Day 3 — Guarded remediation review¶

Use remediation docs only after the diagnostic artifacts identify a specific failure class:

Remediation cookbook for first-failure playbooks.
Premium quality gate for guarded quality-gate remediation posture.
PR automation for audit auto-fixes for explicit opt-in PR-fix behavior.

Before any mutation, confirm all of the following are true:

The branch is not main.
The policy path explicitly allows the guarded lane.
The generated plan and diff are attached to the PR or workflow run.
The proof command from the investigation output has been rerun on the reviewed branch.

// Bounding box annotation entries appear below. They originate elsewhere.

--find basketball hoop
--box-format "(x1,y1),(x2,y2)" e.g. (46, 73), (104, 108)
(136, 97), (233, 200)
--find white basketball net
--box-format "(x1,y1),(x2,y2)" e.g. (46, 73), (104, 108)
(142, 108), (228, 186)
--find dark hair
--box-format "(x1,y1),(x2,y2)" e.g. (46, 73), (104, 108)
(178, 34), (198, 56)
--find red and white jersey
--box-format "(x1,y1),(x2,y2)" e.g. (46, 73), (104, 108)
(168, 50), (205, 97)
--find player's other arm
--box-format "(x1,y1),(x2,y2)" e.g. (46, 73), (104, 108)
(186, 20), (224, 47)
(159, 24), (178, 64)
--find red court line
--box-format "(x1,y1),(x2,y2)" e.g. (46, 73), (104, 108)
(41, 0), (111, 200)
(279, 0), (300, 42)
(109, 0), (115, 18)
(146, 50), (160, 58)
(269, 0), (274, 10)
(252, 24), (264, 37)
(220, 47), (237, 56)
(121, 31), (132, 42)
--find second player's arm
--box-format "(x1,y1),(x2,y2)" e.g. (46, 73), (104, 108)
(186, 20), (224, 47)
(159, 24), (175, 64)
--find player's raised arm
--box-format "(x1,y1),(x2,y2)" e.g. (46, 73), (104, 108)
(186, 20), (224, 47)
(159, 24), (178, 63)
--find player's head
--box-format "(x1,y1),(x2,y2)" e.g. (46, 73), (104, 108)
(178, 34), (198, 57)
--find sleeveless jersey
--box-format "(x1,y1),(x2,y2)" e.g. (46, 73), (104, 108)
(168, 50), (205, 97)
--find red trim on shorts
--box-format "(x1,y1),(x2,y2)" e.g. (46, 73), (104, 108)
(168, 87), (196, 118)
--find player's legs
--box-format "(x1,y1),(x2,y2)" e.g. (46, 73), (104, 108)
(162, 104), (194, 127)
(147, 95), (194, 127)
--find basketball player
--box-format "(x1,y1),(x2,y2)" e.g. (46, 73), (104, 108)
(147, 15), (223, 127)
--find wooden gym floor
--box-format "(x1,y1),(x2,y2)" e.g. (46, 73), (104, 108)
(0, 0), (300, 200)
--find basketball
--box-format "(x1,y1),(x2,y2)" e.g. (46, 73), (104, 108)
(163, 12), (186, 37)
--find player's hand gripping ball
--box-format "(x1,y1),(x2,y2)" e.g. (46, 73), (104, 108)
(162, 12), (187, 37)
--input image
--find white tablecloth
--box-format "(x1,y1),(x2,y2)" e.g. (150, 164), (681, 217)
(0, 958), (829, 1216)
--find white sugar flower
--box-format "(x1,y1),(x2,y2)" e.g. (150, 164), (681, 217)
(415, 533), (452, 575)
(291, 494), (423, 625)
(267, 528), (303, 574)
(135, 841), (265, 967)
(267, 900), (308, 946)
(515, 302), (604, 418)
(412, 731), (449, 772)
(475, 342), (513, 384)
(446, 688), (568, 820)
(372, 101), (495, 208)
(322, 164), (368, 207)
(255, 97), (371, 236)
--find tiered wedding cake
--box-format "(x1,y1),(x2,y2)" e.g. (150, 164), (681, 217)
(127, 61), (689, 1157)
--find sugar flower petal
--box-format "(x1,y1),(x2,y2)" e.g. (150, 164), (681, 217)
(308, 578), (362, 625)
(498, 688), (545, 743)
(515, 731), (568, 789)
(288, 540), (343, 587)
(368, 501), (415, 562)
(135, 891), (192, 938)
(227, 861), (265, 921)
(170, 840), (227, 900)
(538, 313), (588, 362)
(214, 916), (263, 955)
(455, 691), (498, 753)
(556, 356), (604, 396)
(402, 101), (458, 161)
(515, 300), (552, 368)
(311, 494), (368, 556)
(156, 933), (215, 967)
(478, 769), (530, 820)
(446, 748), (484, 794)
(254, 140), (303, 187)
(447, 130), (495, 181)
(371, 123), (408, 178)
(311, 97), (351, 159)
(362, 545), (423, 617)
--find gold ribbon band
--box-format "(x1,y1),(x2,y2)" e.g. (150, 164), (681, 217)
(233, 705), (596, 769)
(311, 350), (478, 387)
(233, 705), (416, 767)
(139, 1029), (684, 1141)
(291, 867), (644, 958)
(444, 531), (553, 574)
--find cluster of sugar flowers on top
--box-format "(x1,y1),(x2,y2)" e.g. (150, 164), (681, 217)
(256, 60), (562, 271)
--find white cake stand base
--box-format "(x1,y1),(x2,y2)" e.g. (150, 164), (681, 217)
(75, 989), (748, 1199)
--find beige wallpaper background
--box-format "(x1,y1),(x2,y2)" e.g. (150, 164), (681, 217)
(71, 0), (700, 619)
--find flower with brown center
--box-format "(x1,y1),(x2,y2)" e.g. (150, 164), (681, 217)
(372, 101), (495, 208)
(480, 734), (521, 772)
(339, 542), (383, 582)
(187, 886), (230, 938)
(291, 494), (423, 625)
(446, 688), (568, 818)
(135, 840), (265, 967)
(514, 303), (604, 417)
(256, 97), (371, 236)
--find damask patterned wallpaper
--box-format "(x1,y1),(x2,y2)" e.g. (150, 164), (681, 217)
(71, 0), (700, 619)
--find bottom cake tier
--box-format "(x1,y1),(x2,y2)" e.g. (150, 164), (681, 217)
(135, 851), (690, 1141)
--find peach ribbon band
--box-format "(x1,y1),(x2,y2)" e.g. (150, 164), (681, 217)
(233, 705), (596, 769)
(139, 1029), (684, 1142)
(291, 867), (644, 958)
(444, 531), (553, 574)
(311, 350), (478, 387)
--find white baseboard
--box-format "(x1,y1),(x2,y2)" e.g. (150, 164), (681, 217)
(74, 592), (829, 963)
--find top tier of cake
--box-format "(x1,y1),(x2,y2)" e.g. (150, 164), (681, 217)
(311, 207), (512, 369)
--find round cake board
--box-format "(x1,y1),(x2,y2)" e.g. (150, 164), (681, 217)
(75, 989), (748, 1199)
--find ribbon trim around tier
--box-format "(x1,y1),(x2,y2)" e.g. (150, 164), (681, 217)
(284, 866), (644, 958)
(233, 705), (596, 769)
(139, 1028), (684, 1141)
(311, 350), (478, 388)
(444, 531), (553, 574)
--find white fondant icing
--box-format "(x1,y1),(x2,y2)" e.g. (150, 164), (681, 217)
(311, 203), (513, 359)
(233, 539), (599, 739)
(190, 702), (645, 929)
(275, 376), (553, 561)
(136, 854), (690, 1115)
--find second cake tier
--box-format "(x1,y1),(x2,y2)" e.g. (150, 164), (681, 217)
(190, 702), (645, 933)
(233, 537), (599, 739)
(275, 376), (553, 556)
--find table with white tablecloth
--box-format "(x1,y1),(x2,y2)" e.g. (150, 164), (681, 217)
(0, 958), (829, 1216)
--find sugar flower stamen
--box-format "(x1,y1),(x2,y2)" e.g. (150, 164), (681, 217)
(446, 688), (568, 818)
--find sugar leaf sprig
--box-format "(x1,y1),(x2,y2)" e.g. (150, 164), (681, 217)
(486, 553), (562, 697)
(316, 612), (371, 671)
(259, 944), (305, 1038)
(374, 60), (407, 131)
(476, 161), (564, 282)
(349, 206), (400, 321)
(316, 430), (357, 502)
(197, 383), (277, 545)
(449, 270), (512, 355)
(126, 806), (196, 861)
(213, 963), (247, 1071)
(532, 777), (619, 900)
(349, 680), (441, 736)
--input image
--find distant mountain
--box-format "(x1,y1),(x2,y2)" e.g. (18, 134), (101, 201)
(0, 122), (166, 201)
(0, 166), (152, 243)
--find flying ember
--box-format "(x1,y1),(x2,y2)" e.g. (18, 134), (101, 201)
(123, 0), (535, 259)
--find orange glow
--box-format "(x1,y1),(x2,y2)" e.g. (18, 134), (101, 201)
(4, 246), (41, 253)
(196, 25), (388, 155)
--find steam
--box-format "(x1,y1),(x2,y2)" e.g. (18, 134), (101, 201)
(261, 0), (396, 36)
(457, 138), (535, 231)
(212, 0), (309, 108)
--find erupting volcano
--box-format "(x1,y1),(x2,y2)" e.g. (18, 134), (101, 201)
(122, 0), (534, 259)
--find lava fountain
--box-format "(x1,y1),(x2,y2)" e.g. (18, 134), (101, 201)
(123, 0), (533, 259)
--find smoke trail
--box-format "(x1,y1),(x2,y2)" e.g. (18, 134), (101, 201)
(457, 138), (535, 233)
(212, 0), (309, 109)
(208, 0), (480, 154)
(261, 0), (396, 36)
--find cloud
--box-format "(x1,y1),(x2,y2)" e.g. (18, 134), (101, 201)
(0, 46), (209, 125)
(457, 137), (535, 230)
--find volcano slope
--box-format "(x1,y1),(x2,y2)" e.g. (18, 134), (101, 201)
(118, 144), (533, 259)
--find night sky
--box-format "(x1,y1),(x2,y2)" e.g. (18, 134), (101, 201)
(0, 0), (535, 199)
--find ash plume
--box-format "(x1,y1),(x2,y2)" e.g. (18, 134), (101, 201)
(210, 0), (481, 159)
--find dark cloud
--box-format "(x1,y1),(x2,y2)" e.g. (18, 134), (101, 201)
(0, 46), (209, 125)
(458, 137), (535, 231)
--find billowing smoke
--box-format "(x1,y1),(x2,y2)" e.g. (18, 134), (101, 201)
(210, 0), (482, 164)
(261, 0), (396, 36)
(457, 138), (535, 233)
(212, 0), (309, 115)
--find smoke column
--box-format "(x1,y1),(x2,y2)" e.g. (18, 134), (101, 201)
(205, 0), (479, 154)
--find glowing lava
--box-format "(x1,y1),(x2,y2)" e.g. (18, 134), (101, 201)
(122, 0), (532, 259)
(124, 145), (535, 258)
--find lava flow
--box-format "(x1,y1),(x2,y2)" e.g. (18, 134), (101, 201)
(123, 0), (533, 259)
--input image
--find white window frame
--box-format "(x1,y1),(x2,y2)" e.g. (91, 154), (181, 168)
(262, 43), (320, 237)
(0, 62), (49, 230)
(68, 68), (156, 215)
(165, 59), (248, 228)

Rollout and CI contract commands (secondary)¶

These commands are kept here for rollout contract visibility, not as the first-time operator path:

python scripts/validate_enterprise_contracts.py
python scripts/check_primary_docs_map.py
make operations-baseline
make operations-status
make operations-next-action
make operations-complete
make release-readiness-start
make release-readiness-workflow
make release-readiness-status
make release-readiness-start-contract
make release-readiness-seed
make release-readiness-complete
make release-readiness-progress
make release-readiness-surface-clarity
make quality-contract-check
make governance-contract-check
make ecosystem-contract-check
make scale-readiness-start
make scale-readiness-status
make scale-readiness-progress
make scale-readiness-complete
make metrics-contract-check

Expansion trigger rules¶

Expand beyond this page only when all of the following are true:

Day-0 commands are deterministic in local and CI.
Release artifacts are reviewed before raw logs.
Blockers are triaged from machine-readable fields (ok, failed_steps, diagnostic_only, automation_allowed) first.

Next-step expansion map¶

After operator essentials is stable, expand in this order:

Investigation and diagnosis: Investigation operator guide -> Adaptive Diagnosis Intelligence -> Remediation cookbook.
Artifact interpretation: Artifact reference and generated sample map -> CI artifact walkthrough.
Quality gates: Premium quality gate -> Security gate -> Determinism checklist.
Advanced inspection lanes (inspect, inspect-compare, inspect-project) only when needed.
Migration/legacy compatibility lanes only when required.